NEW SEED-COUNT PACKAGING
The new cotton seed-count packaging introduced by Delta and Pine Land Company (D&PL) this year has simplified seed-ordering calculations and put more efficiencies into inventory and input-cost management. D&PL sold Upland cotton varieties for the first time this year in bags that contained a minimum of 250,000 seeds and Boll Boxes (tm) that contained a minimum of 8 million seeds. Many of the producers have gotten away from planting pounds of seed per acre and have begun to plant seeds per row-foot with new precision-type planters, fitting the seed-count packaging right into that practice. The new D&PL seed-count packaging has eliminated questions raised by producers about bags of the same variety containing different number of seeds, resulting in differences in cost of seed per acre.

SEED BUSINESS
At the ISF Congress in Berlin, Germany, it was seen a lot of business going on, as usual, involving many seed companies located through the world, mainly forage and horticultural seeds companies. This event has the tradition of allowing this kind of activities. Time is money.
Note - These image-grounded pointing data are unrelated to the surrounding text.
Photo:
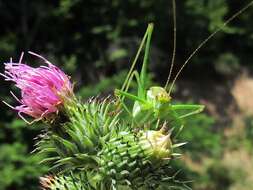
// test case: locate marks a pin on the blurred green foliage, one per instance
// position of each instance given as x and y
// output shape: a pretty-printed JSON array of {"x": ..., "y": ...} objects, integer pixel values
[{"x": 94, "y": 41}]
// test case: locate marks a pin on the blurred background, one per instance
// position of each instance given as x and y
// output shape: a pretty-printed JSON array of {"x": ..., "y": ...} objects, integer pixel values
[{"x": 94, "y": 41}]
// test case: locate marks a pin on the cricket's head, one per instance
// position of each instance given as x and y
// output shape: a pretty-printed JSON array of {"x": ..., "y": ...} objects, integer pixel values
[{"x": 158, "y": 94}]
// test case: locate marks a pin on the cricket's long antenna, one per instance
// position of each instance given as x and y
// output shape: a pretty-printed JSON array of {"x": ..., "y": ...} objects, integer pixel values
[
  {"x": 207, "y": 39},
  {"x": 174, "y": 41}
]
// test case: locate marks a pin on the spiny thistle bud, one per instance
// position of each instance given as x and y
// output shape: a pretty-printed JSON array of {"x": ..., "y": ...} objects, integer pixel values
[
  {"x": 157, "y": 144},
  {"x": 51, "y": 182},
  {"x": 133, "y": 159},
  {"x": 43, "y": 89}
]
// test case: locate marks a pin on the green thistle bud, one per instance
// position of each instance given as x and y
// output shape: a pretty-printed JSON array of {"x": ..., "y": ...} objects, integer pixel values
[
  {"x": 156, "y": 144},
  {"x": 51, "y": 182},
  {"x": 133, "y": 159}
]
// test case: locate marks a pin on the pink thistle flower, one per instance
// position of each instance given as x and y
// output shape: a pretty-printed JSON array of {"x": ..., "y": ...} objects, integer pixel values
[{"x": 43, "y": 89}]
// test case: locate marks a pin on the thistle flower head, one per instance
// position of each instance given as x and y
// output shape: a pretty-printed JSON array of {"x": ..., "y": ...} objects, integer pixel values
[{"x": 43, "y": 89}]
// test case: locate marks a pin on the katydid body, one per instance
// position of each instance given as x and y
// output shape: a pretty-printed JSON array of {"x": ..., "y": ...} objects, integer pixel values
[{"x": 153, "y": 103}]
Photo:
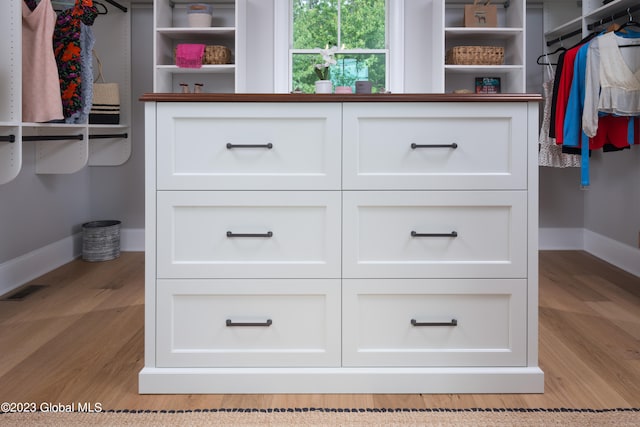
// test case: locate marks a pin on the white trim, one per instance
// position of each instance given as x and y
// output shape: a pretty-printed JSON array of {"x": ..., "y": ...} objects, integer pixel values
[
  {"x": 281, "y": 24},
  {"x": 395, "y": 39},
  {"x": 132, "y": 240},
  {"x": 561, "y": 238},
  {"x": 622, "y": 256},
  {"x": 25, "y": 268},
  {"x": 618, "y": 254},
  {"x": 340, "y": 380}
]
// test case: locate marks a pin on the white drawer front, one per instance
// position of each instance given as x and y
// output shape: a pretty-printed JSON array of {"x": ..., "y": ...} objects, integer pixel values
[
  {"x": 490, "y": 146},
  {"x": 211, "y": 234},
  {"x": 240, "y": 323},
  {"x": 193, "y": 150},
  {"x": 458, "y": 234},
  {"x": 457, "y": 322}
]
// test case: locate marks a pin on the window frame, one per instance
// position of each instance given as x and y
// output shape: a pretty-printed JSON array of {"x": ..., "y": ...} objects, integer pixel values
[{"x": 283, "y": 46}]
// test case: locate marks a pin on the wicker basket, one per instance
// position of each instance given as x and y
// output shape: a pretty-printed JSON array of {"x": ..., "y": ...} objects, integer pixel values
[
  {"x": 213, "y": 55},
  {"x": 216, "y": 55},
  {"x": 475, "y": 55}
]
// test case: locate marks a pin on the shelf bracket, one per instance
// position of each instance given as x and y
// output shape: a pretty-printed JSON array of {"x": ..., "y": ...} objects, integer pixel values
[{"x": 8, "y": 138}]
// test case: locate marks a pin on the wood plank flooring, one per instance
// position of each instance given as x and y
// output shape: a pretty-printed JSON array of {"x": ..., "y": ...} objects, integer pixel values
[{"x": 80, "y": 339}]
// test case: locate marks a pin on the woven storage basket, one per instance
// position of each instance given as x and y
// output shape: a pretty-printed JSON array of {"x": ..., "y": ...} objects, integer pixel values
[
  {"x": 475, "y": 55},
  {"x": 100, "y": 240},
  {"x": 216, "y": 55},
  {"x": 213, "y": 55}
]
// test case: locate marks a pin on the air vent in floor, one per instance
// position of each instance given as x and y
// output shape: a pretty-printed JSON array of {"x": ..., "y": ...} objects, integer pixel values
[{"x": 22, "y": 293}]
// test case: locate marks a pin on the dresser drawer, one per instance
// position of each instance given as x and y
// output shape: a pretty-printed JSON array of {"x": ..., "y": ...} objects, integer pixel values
[
  {"x": 435, "y": 146},
  {"x": 415, "y": 234},
  {"x": 241, "y": 323},
  {"x": 248, "y": 146},
  {"x": 217, "y": 234},
  {"x": 437, "y": 322}
]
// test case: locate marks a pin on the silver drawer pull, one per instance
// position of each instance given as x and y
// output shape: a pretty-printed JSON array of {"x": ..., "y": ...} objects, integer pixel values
[
  {"x": 416, "y": 234},
  {"x": 453, "y": 146},
  {"x": 232, "y": 234},
  {"x": 230, "y": 322},
  {"x": 454, "y": 322},
  {"x": 268, "y": 146}
]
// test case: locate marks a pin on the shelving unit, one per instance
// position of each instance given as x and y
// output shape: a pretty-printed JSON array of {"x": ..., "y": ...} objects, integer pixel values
[
  {"x": 510, "y": 34},
  {"x": 64, "y": 148},
  {"x": 171, "y": 28}
]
So to meet all possible partners in one place, it is really useful.

A CHRONOLOGY OF CORN'S MIGRATION
A chronology of corn's migration from Mexico's Aztec civilization to the Silk Road to China is now available on the Web at http://www.nal.usda.gov/research/maize/ introduction.shtml. The website details a timeline for corn's worldly travels, starting with the crop's only known center of domestication in "Mesoamerica," a region comprising south-central Mexico and adjacent areas of Central America.
The authors cite some interesting sources, including Christopher Columbus, the first known European to encounter corn, Zea mays.